If you have been on the hunt for a French cookbook that can be proudly perched alongside your beloved copy of Mastering the Art of French Cooking, you are in luck. Susan Herrmann Loomis’s newest book, Plat du Jour: French Dinners Made Easy, fuses the most traditional of French cuisine with innovative dishes that feature fresh pairing ideas.
I couldn't wait to make some of the recipes when I received the cookbook. Since I had the ingredients at home and I LOVE chocolate, I quickly made this dessert. This mousse was so easy to make. The hardest part was waiting as I wanted to eat it right away but it was worth the wait as it was creamy, decadent and a must try!
You can make this the night before or in the morning and you have dessert ready! This is would be a great make ahead dessert for company or family gatherings. RECIPE IS PROVIDED BELOW.
Here is the LINK to purchase the book on Amazon.
Susan Herrmann Loomis
Susan has written fourteen books about food, many of them from France where she has made her home for more than thirty years. With a Grand Diplome in cooking from La Varenne Ecole de Cuisine, a degree in journalism, and a profound passion for the people and traditions that go into all foods, particularly French, she has created Plat du Jour. Based on years of living in a small French town, research conducted on farms throughout France, and the daily joy of eating in a country where food is not just sustenance but the very fabric of life, Susan has assembled the finest, most comforting dishes of France together in this one, lovely volume.
Plat du Jour is anchored by the French formule, with the plat du jour always being “offered as part of a formule that includes a first course or dessert.” After relocating to France from the Pacific Northwest decades ago, Susan fell in love with French food, culture, and, of course, the French dining experience. Her encyclopedic knowledge of French cuisine and her passion for teaching led to her cooking school, On Rue Tatin, out of Paris and Normandy, which offers group cooking classes, market visits, and lectures, all centered around her expertise in French gastronomy. While Plat du Jour is an unashamed celebration of classical French technique and recipes, it’s also a lesson in menu planning and how to complement and enhance flavors throughout multiple courses.

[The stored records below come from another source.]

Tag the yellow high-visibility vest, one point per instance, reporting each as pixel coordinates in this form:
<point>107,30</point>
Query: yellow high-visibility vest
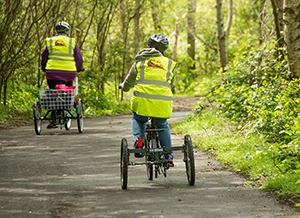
<point>61,53</point>
<point>152,94</point>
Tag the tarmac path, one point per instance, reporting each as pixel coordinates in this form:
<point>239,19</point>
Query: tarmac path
<point>64,174</point>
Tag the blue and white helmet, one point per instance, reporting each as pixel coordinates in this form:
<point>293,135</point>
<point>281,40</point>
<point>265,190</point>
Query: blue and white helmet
<point>159,42</point>
<point>62,27</point>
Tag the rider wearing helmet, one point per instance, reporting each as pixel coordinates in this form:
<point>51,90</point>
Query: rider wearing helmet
<point>61,59</point>
<point>152,77</point>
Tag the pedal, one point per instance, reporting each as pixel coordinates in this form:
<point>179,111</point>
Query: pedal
<point>171,164</point>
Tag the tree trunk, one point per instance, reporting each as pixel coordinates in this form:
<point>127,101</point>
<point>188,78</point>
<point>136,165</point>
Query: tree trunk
<point>222,34</point>
<point>191,32</point>
<point>292,35</point>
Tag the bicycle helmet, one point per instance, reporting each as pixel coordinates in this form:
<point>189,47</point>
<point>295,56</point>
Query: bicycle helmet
<point>62,27</point>
<point>159,42</point>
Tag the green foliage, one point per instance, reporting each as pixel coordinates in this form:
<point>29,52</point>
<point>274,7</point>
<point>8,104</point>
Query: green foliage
<point>245,153</point>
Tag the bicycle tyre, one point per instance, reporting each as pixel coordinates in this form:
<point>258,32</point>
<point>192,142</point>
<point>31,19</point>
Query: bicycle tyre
<point>80,117</point>
<point>124,163</point>
<point>189,159</point>
<point>37,119</point>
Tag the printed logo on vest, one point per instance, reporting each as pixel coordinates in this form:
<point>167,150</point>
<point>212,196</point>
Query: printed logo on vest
<point>59,43</point>
<point>155,63</point>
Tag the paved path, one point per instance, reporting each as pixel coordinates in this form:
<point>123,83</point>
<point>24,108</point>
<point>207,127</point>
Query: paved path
<point>62,174</point>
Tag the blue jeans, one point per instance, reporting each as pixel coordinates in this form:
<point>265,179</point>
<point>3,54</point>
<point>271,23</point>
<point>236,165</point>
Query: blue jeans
<point>139,126</point>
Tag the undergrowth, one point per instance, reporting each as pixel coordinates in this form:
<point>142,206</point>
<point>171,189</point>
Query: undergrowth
<point>246,153</point>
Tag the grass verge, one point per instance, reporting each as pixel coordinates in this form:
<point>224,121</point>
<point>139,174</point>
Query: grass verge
<point>244,153</point>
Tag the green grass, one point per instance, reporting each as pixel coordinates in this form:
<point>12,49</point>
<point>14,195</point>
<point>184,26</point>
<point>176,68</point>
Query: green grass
<point>248,154</point>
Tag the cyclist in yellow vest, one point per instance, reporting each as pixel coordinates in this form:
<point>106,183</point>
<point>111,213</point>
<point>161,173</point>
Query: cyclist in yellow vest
<point>152,77</point>
<point>61,60</point>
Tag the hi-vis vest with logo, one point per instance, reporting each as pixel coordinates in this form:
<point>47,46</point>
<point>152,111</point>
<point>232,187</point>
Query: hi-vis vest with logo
<point>61,53</point>
<point>152,94</point>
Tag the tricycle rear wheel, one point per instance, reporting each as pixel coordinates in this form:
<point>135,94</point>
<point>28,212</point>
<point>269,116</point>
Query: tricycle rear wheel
<point>189,159</point>
<point>37,118</point>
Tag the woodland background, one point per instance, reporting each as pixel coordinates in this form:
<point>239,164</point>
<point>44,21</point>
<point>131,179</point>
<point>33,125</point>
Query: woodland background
<point>239,57</point>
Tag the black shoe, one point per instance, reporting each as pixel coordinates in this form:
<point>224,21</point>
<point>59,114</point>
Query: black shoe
<point>138,155</point>
<point>169,158</point>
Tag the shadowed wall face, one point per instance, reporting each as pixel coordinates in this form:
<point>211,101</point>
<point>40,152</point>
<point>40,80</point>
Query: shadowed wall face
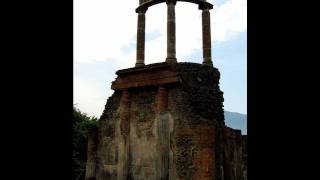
<point>166,126</point>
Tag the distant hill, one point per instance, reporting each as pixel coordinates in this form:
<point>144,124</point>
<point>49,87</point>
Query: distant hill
<point>236,121</point>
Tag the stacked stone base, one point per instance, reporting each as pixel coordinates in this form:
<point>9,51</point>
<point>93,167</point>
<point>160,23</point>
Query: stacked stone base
<point>165,121</point>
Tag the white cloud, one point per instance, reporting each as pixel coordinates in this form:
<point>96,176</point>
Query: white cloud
<point>102,28</point>
<point>229,19</point>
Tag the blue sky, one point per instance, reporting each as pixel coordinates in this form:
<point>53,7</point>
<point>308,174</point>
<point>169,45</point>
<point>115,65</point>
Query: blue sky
<point>105,41</point>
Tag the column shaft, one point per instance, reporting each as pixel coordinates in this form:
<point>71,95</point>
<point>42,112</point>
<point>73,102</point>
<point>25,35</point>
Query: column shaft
<point>141,40</point>
<point>171,32</point>
<point>206,37</point>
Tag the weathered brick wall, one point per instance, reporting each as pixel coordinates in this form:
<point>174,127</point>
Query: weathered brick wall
<point>175,131</point>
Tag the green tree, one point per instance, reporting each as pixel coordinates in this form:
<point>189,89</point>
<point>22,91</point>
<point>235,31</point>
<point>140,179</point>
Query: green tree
<point>81,124</point>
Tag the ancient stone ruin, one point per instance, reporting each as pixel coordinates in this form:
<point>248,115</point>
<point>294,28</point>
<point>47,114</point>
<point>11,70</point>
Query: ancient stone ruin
<point>165,121</point>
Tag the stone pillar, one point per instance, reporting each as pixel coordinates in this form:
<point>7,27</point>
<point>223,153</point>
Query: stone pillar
<point>171,32</point>
<point>163,135</point>
<point>141,39</point>
<point>123,162</point>
<point>206,37</point>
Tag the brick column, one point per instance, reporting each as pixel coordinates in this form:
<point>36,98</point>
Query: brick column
<point>171,32</point>
<point>206,37</point>
<point>123,165</point>
<point>141,39</point>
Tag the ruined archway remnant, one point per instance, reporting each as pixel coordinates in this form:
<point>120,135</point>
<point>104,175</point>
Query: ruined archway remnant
<point>171,29</point>
<point>165,121</point>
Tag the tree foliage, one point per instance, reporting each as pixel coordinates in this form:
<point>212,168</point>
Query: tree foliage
<point>81,124</point>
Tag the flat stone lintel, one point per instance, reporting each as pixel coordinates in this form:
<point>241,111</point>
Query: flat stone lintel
<point>150,75</point>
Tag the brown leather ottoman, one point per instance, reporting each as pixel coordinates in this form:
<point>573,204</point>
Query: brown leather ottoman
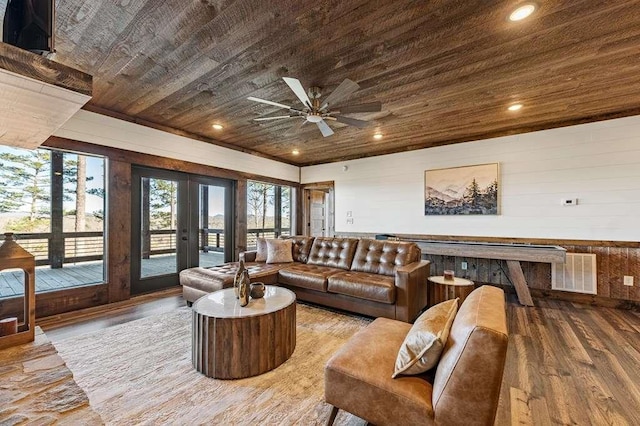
<point>197,282</point>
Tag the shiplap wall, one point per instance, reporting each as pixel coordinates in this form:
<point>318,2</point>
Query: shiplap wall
<point>94,128</point>
<point>597,163</point>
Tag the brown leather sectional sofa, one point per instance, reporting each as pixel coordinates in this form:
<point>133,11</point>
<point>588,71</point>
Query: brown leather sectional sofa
<point>370,277</point>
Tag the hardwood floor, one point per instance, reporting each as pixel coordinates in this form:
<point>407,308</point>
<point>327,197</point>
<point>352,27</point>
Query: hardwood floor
<point>571,364</point>
<point>567,363</point>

For more information on Susan, her website is: www.dancingtomatoes.com.
MOUSSE AU CHOCOLAT
From the cookbook: Plat du Jour: French Dinners Made Easy
There may be no more classic dessert in the French bistro, brasserie, or café than chocolate mousse. And it is almost always, fait maison (homemade). Whether very light and creamy, more of a milk chocolate mousse, dense and chocolaty like a ganache, or blend of those like this richly flavored dream, chocolate mousse is a crowd pleaser.
3.5 ounces (105 g) semisweet (52% to 64%) chocolate, finely chopped
3.5 ounces (105 g) bittersweet (70%) chocolate, finely chopped
4 tablespoons (1/2 stick;60g) lightly salted butter, cut into cubes
4 large eggs, separated
2-4 tablespoons brewed espresso, coffee or alcohol of choice
1/2 cup (125mj) heavy cream, whipped to soft peaks
Small pinch of salt
Edible flowers or herb leaves for garnish
Melt the chocolate and the butter in a double boiler over medium-high heat. Remove from the heat and whisk in the egg yolks and at least 1 tablespoon of the espresso. Let cool.
Fold 1/4 of the whipped cream into the chocolate mixture, then fold in the remaining cream.Place the egg whites and the salt in a large bowl, or the bowl of a mixer fit with a whisk, and whisk until they form soft peaks. Fold 1/4 of the egg whites into the chocolate mixture, then fold in the remaining egg whites gently until all the whites are incorporated. Taste for seasoning - you may carefully fold in additional coffee at this point, if you like.
Transfer the mousse to a serving dish or to 6 individual serving dishes and refrigerate for at least 2 hours, and up to 24, tightly covered. Serve garnished with edible flowers or herb leaves.